Thursday, August 6, 2009

What's your time worth?

One of the hardest questions I often find myself needing to answer is what my time is worth. Simple everyday decisions are influenced by what the answer to this question is - Should I get groceries from the store myself, or order online? Should I clean my own apartment or hire a professional? Should I contest the parking ticket by mail, in person or simply pay it? Should I go out an enjoy the weather instead of working overtime?

Of course, the right answer in most cases depends on more than just how you value your time.

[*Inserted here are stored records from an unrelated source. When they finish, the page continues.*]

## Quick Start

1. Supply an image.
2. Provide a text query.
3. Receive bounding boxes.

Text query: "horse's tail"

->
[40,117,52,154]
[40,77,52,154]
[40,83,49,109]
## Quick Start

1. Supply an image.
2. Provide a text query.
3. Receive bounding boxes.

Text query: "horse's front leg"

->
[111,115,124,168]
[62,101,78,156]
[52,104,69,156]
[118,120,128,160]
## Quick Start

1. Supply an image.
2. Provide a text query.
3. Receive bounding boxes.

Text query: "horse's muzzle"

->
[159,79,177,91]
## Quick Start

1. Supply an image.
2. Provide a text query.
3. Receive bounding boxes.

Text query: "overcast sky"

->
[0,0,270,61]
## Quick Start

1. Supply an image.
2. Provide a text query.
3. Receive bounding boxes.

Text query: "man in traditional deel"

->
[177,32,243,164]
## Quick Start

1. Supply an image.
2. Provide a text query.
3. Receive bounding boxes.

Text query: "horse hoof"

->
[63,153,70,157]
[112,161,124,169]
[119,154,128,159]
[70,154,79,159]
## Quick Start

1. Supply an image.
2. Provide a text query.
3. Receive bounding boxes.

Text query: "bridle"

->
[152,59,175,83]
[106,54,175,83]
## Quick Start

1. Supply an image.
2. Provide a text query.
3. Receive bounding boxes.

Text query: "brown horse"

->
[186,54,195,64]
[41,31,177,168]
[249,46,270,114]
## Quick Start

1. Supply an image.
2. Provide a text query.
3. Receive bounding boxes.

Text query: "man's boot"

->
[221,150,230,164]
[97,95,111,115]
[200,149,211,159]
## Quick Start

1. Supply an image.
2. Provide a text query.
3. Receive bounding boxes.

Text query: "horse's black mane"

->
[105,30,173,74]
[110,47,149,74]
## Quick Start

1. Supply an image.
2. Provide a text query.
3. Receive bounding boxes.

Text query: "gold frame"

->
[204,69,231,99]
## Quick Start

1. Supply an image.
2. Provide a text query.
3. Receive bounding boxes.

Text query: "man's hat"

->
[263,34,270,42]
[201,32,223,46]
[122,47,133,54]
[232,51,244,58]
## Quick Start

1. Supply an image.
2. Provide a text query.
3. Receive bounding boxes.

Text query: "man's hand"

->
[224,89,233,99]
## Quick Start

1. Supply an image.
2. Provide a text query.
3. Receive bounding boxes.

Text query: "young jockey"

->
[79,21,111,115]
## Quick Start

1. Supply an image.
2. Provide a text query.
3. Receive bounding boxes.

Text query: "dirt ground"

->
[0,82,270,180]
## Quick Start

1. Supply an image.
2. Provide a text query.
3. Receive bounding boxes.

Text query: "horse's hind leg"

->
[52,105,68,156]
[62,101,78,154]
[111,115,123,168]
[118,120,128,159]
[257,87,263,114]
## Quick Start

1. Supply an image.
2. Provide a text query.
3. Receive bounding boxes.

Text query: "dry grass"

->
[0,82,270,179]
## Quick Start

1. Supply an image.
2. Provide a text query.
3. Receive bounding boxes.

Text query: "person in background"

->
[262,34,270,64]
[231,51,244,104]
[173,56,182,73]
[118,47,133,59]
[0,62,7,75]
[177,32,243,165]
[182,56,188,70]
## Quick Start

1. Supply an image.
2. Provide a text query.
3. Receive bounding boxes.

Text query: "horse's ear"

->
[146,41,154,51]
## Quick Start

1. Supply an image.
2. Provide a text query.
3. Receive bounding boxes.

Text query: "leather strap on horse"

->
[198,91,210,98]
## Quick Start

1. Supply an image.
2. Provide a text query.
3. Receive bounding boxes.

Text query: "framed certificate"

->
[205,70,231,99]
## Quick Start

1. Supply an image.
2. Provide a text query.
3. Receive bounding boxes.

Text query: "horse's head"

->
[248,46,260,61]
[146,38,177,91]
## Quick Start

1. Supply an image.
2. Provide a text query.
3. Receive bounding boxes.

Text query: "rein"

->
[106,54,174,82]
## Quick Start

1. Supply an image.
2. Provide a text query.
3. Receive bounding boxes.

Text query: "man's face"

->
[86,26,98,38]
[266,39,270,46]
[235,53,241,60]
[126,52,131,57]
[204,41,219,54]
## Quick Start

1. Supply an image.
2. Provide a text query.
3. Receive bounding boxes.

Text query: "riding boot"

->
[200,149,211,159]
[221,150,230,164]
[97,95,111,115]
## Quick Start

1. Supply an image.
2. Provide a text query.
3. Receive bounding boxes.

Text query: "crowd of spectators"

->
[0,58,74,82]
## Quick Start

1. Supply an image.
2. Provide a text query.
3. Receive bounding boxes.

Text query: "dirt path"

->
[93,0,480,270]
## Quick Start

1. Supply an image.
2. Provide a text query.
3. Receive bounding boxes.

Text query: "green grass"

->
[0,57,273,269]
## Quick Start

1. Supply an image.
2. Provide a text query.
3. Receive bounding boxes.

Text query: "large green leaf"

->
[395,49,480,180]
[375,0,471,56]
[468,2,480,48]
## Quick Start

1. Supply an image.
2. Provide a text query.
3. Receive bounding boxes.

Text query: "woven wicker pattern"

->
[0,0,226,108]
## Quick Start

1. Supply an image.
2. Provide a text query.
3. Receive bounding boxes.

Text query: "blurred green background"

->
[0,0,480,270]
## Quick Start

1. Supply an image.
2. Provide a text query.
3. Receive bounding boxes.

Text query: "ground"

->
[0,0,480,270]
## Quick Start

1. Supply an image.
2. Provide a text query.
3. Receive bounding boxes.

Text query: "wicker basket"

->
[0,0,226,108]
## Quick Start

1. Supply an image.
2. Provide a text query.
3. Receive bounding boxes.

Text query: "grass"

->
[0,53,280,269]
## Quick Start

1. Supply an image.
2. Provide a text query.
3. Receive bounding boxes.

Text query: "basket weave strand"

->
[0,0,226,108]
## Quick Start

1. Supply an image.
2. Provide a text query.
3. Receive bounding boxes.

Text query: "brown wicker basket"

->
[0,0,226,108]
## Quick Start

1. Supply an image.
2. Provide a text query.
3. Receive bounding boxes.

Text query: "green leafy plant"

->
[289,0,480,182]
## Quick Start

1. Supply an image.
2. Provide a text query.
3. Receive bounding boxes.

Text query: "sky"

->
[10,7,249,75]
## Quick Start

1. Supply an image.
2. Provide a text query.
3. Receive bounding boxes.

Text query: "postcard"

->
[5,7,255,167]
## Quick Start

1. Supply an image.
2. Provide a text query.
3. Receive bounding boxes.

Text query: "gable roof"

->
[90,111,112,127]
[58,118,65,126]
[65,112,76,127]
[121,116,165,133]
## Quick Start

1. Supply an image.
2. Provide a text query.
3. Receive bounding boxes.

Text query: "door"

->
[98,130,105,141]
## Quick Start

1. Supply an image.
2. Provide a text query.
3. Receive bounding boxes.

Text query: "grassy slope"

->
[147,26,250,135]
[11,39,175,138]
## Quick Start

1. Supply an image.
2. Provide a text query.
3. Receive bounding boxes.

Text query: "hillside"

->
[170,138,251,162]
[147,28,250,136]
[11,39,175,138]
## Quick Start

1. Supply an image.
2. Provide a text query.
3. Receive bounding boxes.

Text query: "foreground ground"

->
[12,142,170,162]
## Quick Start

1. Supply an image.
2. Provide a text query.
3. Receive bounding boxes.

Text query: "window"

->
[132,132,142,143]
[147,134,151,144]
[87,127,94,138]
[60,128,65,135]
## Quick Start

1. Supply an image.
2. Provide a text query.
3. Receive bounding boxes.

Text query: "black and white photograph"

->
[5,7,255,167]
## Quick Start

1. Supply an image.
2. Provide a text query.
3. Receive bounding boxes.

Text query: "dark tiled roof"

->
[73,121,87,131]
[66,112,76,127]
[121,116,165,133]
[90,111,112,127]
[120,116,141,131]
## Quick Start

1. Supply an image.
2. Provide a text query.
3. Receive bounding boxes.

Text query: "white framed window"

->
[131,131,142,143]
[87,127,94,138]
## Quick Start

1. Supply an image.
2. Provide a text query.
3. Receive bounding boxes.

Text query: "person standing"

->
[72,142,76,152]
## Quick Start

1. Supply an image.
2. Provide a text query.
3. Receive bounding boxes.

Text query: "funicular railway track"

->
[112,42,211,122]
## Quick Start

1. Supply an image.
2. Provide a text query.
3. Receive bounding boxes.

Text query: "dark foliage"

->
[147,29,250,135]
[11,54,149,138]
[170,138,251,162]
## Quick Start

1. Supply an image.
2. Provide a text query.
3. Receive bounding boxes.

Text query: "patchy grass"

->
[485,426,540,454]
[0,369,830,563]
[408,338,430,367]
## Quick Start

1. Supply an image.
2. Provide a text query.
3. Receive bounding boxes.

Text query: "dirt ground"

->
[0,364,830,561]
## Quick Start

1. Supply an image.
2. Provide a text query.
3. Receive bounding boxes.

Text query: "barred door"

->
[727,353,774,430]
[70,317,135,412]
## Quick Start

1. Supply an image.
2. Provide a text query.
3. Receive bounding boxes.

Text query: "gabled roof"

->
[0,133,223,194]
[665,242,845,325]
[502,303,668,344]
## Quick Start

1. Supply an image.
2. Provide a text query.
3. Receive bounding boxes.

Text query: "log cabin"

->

Tangible (I might pick better produce in person than online, or a professional could do a better job cleaning my apartment than I can) and non-tangible (I get to experience the judicial process at the municipal court myself if I contest a ticket in person) factors can sometimes influence these decision more than the absolute value of your time, and generally it's a combination of these factors + the value of your time which leads to the right answer.

What factors influence how you derive the value of your time? Here's a quick list of things I could think of:
  • Your age relative to life expectancy. Generally, the older you get the more valuable your time is. Time does run out eventually, afterall.
  • Real dollar value of gains from alternate activities you could be engaged in versus the intended activity. If you're paid by the minute on your job, the dollar value of every minute your spend in the break room outside of the allowed times better be worth more than your per-minute salary.
  • The intangible value of alternate activities you could be engaged in versus the intended activity. Heh - good luck figuring this out!
  • The tangible and intangible deferred value/costs of making a decision. Not feeding the parking meter in favor of enjoying your cup of coffee by the lake will cost you $25 next week.
  • Risk associated with the decision you make. You're quite likely to hurt yourself sawing wood, and depending on how badly you're injured you could easily outspend in medical bills what you would have paid a professional instead. Again, look luck quantifying risk.
What else do you consider when deciding one way or another?